El diseño de las campañas publicitarias no tiene nada que envidiar a las realizadas para las grandes firmas multinacionales o los candidatos políticos. Cuentan con líderes de opinión pagados por las farmacéuticas o con vínculos contractuales con ellas para que desde su posición social promuevan la adquisición de determinado producto farmacéutico, apelan a la presión ejercida a parlamentarios o políticos influyentes para que los controles a las drogas que producen sean mínimos, trabajan en anuencia con importantes periodistas y medios de comunicación que promocionan sus productos y hacen advertencias sobre las supuestas enfermedades que puedan estarse padeciendo, e incluso llegan a conformar asociaciones de usuarios o a apoyar grupos activistas que reclaman cierto tipo de medicamentos como un derecho.
Una de las consecuencias más relevantes de la promoción de la enfermedad, en su búsqueda por ampliar su mercado y colonizar la vida de los potenciales compradores, es lo que se denomina el tránsito del «paciente-pasivo» al «consumidor-activo». Esta idea está sustentada en la dinámica económica contemporánea, en el individualismo metodológico y en la teoría de la elección racional, la cual sostiene que el comprador posee la información suficiente y necesaria para satisfacer plenamente sus apetitos de consumo en el mercado, por lo que tanto el uno como el otro deben permanecer lo más libres posible. En este orden de ideas, el escenario médico se transforma en mercado farmacéutico de tal forma que el individuo deja de ser sujeto pasivo de la prescripción del especialista a convertirse en agente activo que busca de manera libre en el mercado los medicamentos que contribuirán a mejorar su calidad de vida y a lograr sus expectativas de salud:
El aumento de la mercantilización de la salud ha llevado a que los tratamientos médicos se tornen bienes comunes sujetos a las fuerzas del mercado, alentándonos a redefinir nuestra propia percepción de sujetos pacientes a consumidores activos. Mientras la transformación del paciente en consumidor puede ser empoderadora y una ganancia moral, también puede tener efectos adversos para la salud.
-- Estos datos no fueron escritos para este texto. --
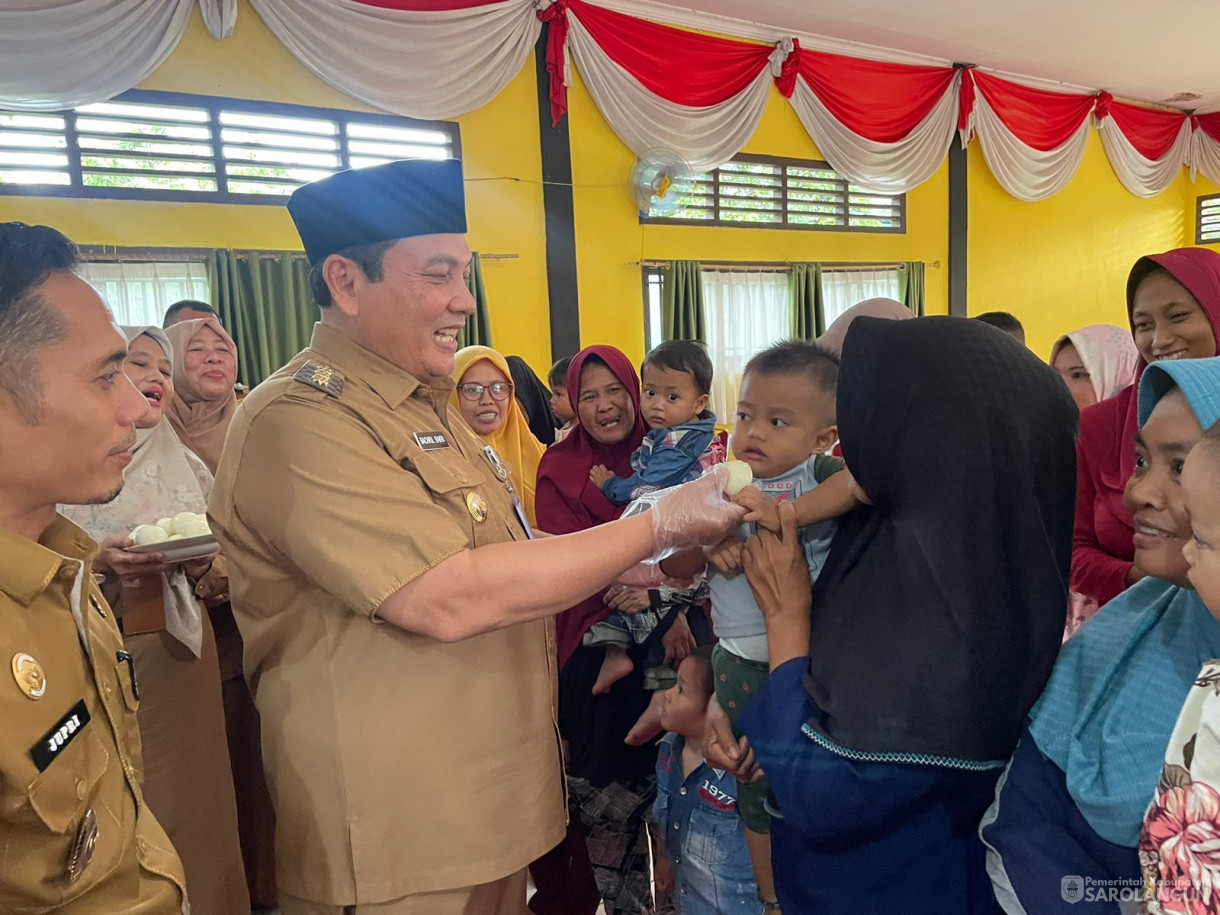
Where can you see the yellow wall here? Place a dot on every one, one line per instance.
(1058, 264)
(499, 150)
(1063, 262)
(609, 234)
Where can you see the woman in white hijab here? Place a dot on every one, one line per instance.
(188, 781)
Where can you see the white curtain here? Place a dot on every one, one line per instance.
(705, 137)
(1140, 175)
(139, 293)
(421, 64)
(1204, 155)
(842, 289)
(62, 54)
(881, 167)
(746, 312)
(1025, 172)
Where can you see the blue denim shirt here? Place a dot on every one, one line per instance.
(704, 837)
(665, 458)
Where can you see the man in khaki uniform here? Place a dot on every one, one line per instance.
(75, 832)
(414, 766)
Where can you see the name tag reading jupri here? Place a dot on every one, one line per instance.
(431, 441)
(60, 736)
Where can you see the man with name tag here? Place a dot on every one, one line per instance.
(75, 833)
(393, 605)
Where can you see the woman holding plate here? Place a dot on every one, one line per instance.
(188, 781)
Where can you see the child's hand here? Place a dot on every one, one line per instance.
(760, 509)
(728, 554)
(599, 475)
(663, 874)
(628, 600)
(777, 570)
(724, 750)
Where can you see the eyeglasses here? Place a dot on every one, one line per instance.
(472, 391)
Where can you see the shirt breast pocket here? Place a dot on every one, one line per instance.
(43, 822)
(441, 480)
(464, 492)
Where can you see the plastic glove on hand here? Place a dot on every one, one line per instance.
(697, 514)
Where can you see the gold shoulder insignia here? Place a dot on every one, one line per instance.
(322, 377)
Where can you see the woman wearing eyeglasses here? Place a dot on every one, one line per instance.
(484, 398)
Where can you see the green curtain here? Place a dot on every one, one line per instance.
(805, 294)
(264, 300)
(682, 311)
(478, 327)
(910, 287)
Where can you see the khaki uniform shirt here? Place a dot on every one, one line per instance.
(397, 764)
(70, 759)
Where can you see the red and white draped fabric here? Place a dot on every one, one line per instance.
(661, 87)
(427, 59)
(1033, 139)
(1146, 147)
(886, 127)
(60, 54)
(1205, 147)
(883, 126)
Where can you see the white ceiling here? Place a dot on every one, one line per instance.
(1147, 50)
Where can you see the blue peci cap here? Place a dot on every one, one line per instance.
(1198, 378)
(359, 206)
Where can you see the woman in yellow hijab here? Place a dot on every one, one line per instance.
(484, 398)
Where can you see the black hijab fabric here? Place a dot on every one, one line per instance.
(534, 399)
(940, 611)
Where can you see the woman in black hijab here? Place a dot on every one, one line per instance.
(534, 399)
(894, 704)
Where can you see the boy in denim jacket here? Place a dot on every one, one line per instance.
(700, 859)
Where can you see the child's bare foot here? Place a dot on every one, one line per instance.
(649, 724)
(616, 666)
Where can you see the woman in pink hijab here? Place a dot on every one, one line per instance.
(832, 340)
(1096, 362)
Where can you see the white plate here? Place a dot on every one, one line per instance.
(182, 550)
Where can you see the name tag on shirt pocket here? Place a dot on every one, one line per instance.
(62, 733)
(65, 789)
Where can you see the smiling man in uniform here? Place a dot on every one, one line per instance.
(392, 603)
(75, 832)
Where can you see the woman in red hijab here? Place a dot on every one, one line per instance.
(1174, 309)
(604, 394)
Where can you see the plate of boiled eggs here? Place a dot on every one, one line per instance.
(181, 538)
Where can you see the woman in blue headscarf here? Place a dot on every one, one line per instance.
(1064, 828)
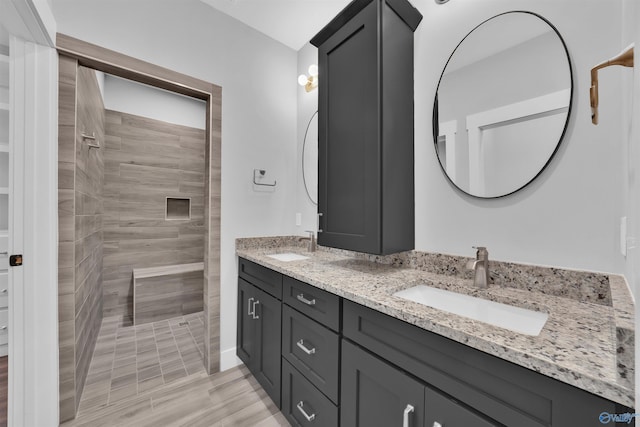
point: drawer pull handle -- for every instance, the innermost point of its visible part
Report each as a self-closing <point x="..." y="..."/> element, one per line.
<point x="249" y="312"/>
<point x="255" y="315"/>
<point x="309" y="351"/>
<point x="301" y="298"/>
<point x="304" y="413"/>
<point x="405" y="418"/>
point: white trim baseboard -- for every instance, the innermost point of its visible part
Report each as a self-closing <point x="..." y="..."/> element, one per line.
<point x="228" y="359"/>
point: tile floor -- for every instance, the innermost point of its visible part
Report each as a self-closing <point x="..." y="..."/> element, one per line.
<point x="152" y="375"/>
<point x="129" y="360"/>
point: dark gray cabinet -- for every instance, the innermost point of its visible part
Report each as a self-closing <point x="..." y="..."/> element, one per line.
<point x="365" y="127"/>
<point x="335" y="362"/>
<point x="259" y="330"/>
<point x="476" y="384"/>
<point x="376" y="394"/>
<point x="302" y="403"/>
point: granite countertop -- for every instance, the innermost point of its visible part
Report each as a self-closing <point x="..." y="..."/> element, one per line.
<point x="582" y="343"/>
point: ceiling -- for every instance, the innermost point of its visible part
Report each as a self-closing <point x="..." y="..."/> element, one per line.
<point x="291" y="22"/>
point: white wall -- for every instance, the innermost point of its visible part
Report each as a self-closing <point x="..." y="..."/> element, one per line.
<point x="307" y="105"/>
<point x="258" y="82"/>
<point x="630" y="123"/>
<point x="569" y="216"/>
<point x="139" y="99"/>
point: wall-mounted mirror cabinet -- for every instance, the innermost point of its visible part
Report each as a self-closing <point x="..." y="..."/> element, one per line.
<point x="502" y="104"/>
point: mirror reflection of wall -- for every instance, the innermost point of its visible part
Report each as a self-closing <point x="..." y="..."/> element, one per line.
<point x="502" y="104"/>
<point x="310" y="159"/>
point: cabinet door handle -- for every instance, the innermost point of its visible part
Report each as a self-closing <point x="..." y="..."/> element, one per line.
<point x="255" y="315"/>
<point x="304" y="413"/>
<point x="405" y="418"/>
<point x="304" y="348"/>
<point x="301" y="298"/>
<point x="249" y="312"/>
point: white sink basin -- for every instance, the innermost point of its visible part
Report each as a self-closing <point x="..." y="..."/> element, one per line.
<point x="289" y="256"/>
<point x="528" y="322"/>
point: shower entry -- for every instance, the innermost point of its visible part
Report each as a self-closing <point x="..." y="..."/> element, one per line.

Las personas saludables se consideran a sí mismas enfermas, toman drogas que no necesitan, experimentan efectos secundarios y pagan los costos por la medicación sin ningún beneficio. Mientras un diagnóstico puede beneficiar a aquellos que están genuinamente enfermos, la creación de «pacientes» que no están realmente enfermos puede crear ansiedad y efectos secundarios debido a los tratamientos, generando de este modo enfermedades genuinas sobrepasando cualquier valor futuro (Doran y Hogue, 2014)
Esta proterva lógica, en la que los aspectos más delicados de la salud individua están puestos en manos de actores externos con el poder para tergiversar la realidad en su favor y en contra de los ciudadanos, está influida por un contexto económico que prioriza la ganancia privada sobre el interés general, una economía de mercado que se sustenta sobre la idea de que la persecución de la satisfacción personal devendrá inevitablemente en beneficio social, sobre la base de la «mano invisible» que pregona el individualismo metodológico.
Una economía en la que lo fundamental es la conquista de mercados antes que la pertinencia de los productos, en la que la concreción de las transacciones comerciales prima sobre la resolución de problemas sociales acuciantes, en la que la maximización egoísta de la ganancia está por encima de las consideraciones altruistas: tal es el escenario para que las empresas farmacéuticas pongan en práctica cuanto recurso tengan a mano para expandir su negocio. Lo peligroso es que con ello expanden también la idea de enfermedad a regiones que antes no había habitado, logrando con ello que el consumo de medicamentos se torne un estilo de vida.